Cartas à cidade de Teresina
Uma pergunta se soma no meu corpo além de “Lagoas do Norte Pra Quem?” desde que a grande liderança do São Joaquim, de Teresina, do Nordeste e da América Latina, Lúcia Oliveira, enquadrou o Painel de Inspeção do Banco Mundial.
Eu explico o caso. Era sábado (14) e os gringos que vieram à mando do BM para inspecionar (?) as obras do Programa Lagoas do Norte, tinham sorte porque Teresina abria um sol ameno de março. Em roda, numa área arborizada e espaçosa em frente a casa de Dona Vitória, os técnicos do b(r)anco perguntaram “quem aqui é da comunidade e atingido pelo Programa Lagoas do Norte?”, numa clara tentativa de deslegitimar os técnicos populares que apoiam a comunidade e negar a fala a eles. Sagaz, Maria Lúcia pergunta de imediato “Quem aqui é de Teresina e é impactado pelo Programa Lagoas do Norte?”.
E desde então, esta pergunta não me deixa dormir como antes, por isso, quero afirmar alguns motivos para que você, morador e moradora de Teresina, se sinta responsável.
Eu, moradora de Teresina, sou impactada pelo Programa Lagoas do Norte, porque, segundo a Chefe do Painel de Inspeção, rebatizada por Ramania (porque é assim que a gente consegue pronunciar), o financiamento que o Banco Mundial destinou para o Prefeito Firmino Filho (PSDB) desterritorializar Teresina é na ordem de 80 MILHÕES DE DÓLARES, fora a contrapartida de PAC (Programa de Aceleração do Crescimento) e da Prefeitura.
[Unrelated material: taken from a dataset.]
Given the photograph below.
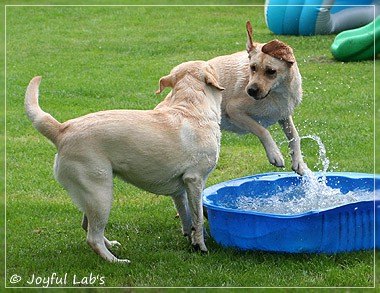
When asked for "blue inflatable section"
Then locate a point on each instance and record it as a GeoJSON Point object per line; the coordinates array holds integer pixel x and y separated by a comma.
{"type": "Point", "coordinates": [318, 17]}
Banco não faz caridade, banco empresta para receber a juros. E eu, como /moradora da cidade de Teresina, sou impactada com este programa porque ao fim eu que vou pagar a conta para o Firmino entregar a Zona Norte para os seus amigos da especulação imobiliária.
Eu, moradora de Teresina, sou impactada pelo Programa Lagoas do Norte quando as comunidades tradicionais ribeirinhas, que protegem as beiradas do rio Parnaíba são ameaçados de remoção. Os modos de vida dos povos originários indígenas foram quem sempre protegeram nossas matas e nossa casa para que púdessemos viver.
Hoje seus descendentes, assim como os descendentes dos negros escravizados que ali na zona norte se refugiavam, são os responsáveis por proteger e respeitar a nossa grande mãe natureza, pois vivem na circularidade biointerativa com o entorno. Eu, moradora de Teresina, sou violada quando as comunidades tradicionais que fazem o replantio às margens do rio, são violadas.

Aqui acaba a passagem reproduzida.